Acheson, who was named this week to the newly created post of assistant FDA commissioner for food protection, said investigators have made significant progress in tracing the tainted ingredient from China that is believed to have killed cats and dogs in this country and entered other animal feed products.
He said that Americans should not worry about serving pet food to their dogs and cats. Over the past seven weeks, the contamination prompted the recall of 150 brands of pet food, forced the quarantine of more than 100,000 hogs and chickens that may have been fed tainted feed and prompted the Chinese to detain one food company's executive.
Acheson said he has begun developing new plans for protecting the nation's food supply from contamination, either through commercial transactions or terrorist acts.
He said the FDA needs more sophisticated computer systems and, perhaps, additional scientists to identify foods that might be at risk for contamination and in need of stricter inspection.
He said he is also studying whether the FDA needs to ask Congress for expanded legal authority, new regulations and more inspectors - potential changes that lawmakers are already considering.
"Globalization of food is here. It's here to stay.

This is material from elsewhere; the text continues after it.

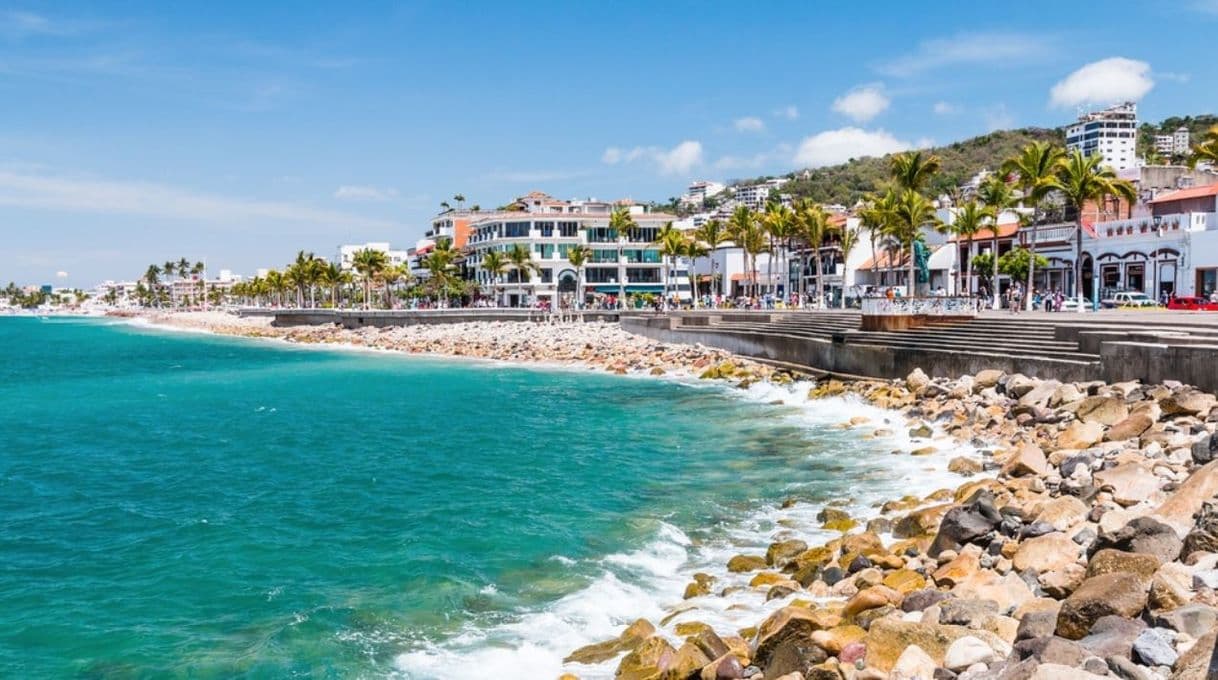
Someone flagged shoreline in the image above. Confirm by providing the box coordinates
[112,311,1218,680]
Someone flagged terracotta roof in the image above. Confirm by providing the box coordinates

We need to acknowledge that and make sure food coming to the United States is as safe as we can make it," Acheson said in a telephone interview, one of the first he has conducted since taking on the new post on Tuesday.
Investigators suspect that Chinese suppliers of two pet food ingredients, wheat gluten and rice protein concentrate, spiked them with melamine in order to boost their value. Investigators also believe that the industrial chemical, not approved for use in food, killed at least 16 pets by working in combination with melamine-related compounds.

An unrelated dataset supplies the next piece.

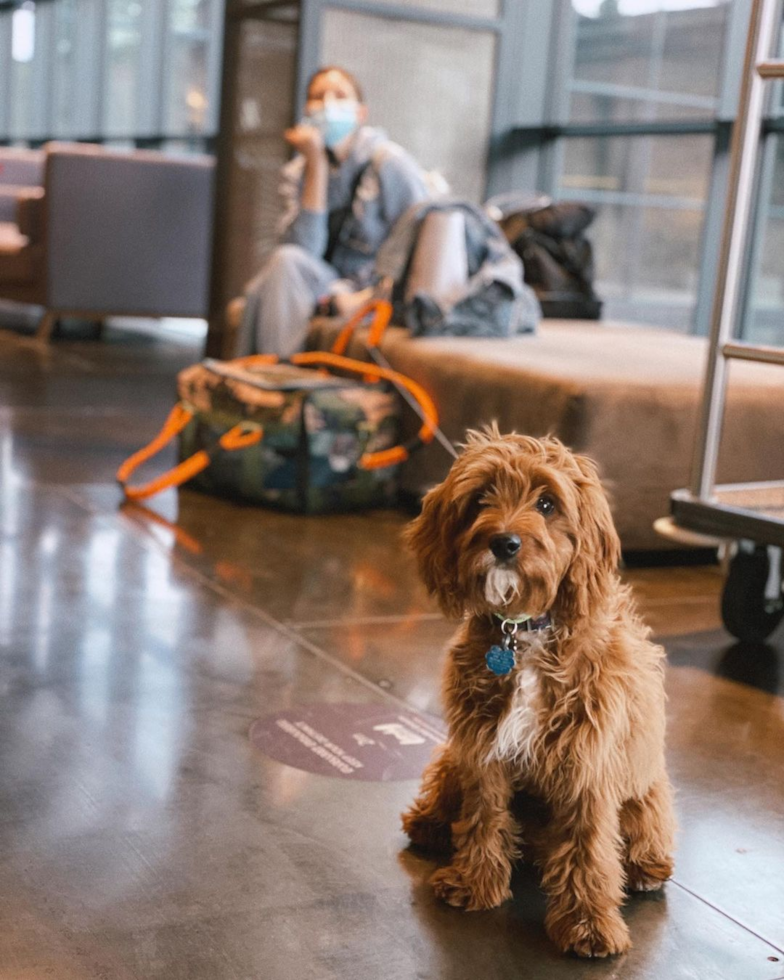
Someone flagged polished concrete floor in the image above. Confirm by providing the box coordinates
[0,330,784,980]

Acheson said the search for the pet food contaminant is "virtually closed" and investigators have a "very good handle" on its distribution. Government officials say the threat to humans is extremely low.
Inspectors are redirecting their efforts into checking all vegetable protein shipments from China and visiting American importers to test ingredients and make sure the firms know who made them.
Acheson said hiring more inspectors might help prevent future scares, but the FDA will never have enough manpower to examine all food supplied by 150,000 registered food makers from abroad.
"Right now, we inspect 1 percent of food imports. If we were to inspect 2 percent, would that problem go away? I don't think so," he said.
The government attempts to target the riskiest foods for close monitoring, but the failure to identify wheat gluten for attention suggests that more needs to be done to find the right targets, Acheson said.
That means the government has to look at more than a product's history of safety problems or the fact that it is uncooked. Doing so, he added, would require more computer analysis of the government's registry of foreign companies and food testing laboratories.
"We need to find optimal ways to integrate all that information. It gets looked at, but it doesn't get looked at as effectively as it could," Acheson said.
Acheson said the FDA wasn't planning to establish a database for collecting reports of injuries to pets, a demand of pet owners that Acheson said veterinarians are considering.
He also questioned whether it would be beneficial to create a system for monitoring the safety of fresh vegetables, similar to one that ground beef producers established after an E. coli outbreak at Jack in the Box restaurants in 1993.
Instead, he said, more research is needed to identify points in the food production cycle where contamination is most likely to occur. Then, methods could be developed to prevent problems from arising.
Industry representatives and others have criticized cutbacks in the number of FDA scientists and have called for more spending on food-safety research.
William K. Hubbard, a former FDA associate commissioner for policy and planning, said the agency's proposals in 1997 and 2002 to improve risk identification and conduct more research faltered for lack of money.
"I just don't see how you make progress without more resources," said Hubbard, who is leading a coalition of industry, medical and consumer groups that wants Congress to provide more money for the FDA.
Acheson, who was the chief medical officer at the FDA's food safety center until he took on his new post, is an expert in food-borne pathogens, particularly E. coli. In 2001, he moved his laboratory to the University of Maryland medical school from Tufts University because, he explained, he wanted to make sure his research had a real-world impact. He said it was difficult to work with the Department of Agriculture in Washington while living in Boston.
In 2002, he became the FDA food safety center's chief medical officer.